Nonlinear WGM Raman & Brillouin Lasers

Updated 25 February 2026

Nonlinear WGM Raman and Brillouin lasers are compact optical devices that exploit chi^(3) nonlinearities in high-Q microresonators for coherent frequency conversion and ultra-narrow linewidth operation.
They utilize stimulated Raman and Brillouin scattering to achieve low lasing thresholds by balancing mode volume, photon–phonon coupling, and phase-matching within engineered resonator platforms.
Their advanced design supports cascaded lasing, precise metrology, and applications in microwave generation, quantum optics, and integrated photonic systems.

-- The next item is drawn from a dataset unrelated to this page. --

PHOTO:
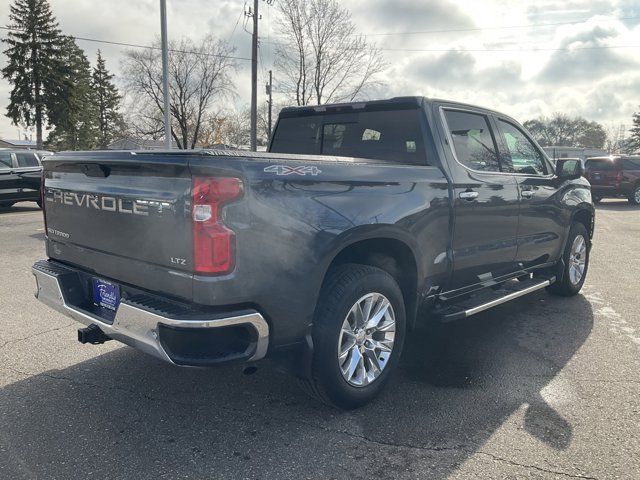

Nonlinear whispering-gallery-mode (WGM) Raman and Brillouin lasers are compact photonic devices that exploit third-order ( $\chi^{(3)}$ ) nonlinearities to achieve coherent frequency conversion or ultra-narrow linewidth lasing in microresonator geometries. The underlying physics, device engineering, noise properties, and application domains of these lasers are uniquely determined by the interplay of high cavity $Q$ , mode volume, photon–phonon coupling and nonlinear gain bandwidth. Both stimulated Raman scattering (SRS) and stimulated Brillouin scattering (SBS) serve to amplify coherently scattered Stokes waves when the pump and Stokes fields are resonant with high- $Q$ WGMs. While Raman and Brillouin WGM lasers share some general principles, Brillouin processes exhibit much narrower gain spectra, stronger mode selectivity, and lower thresholds in state-of-the-art devices.

1. Physical Principles and Nonlinear Interaction Mechanisms

Stimulated Raman and Brillouin scattering in WGM microresonators arise from $\chi^{(3)}$ nonlinearities that mediate coupling among optical and material excitations.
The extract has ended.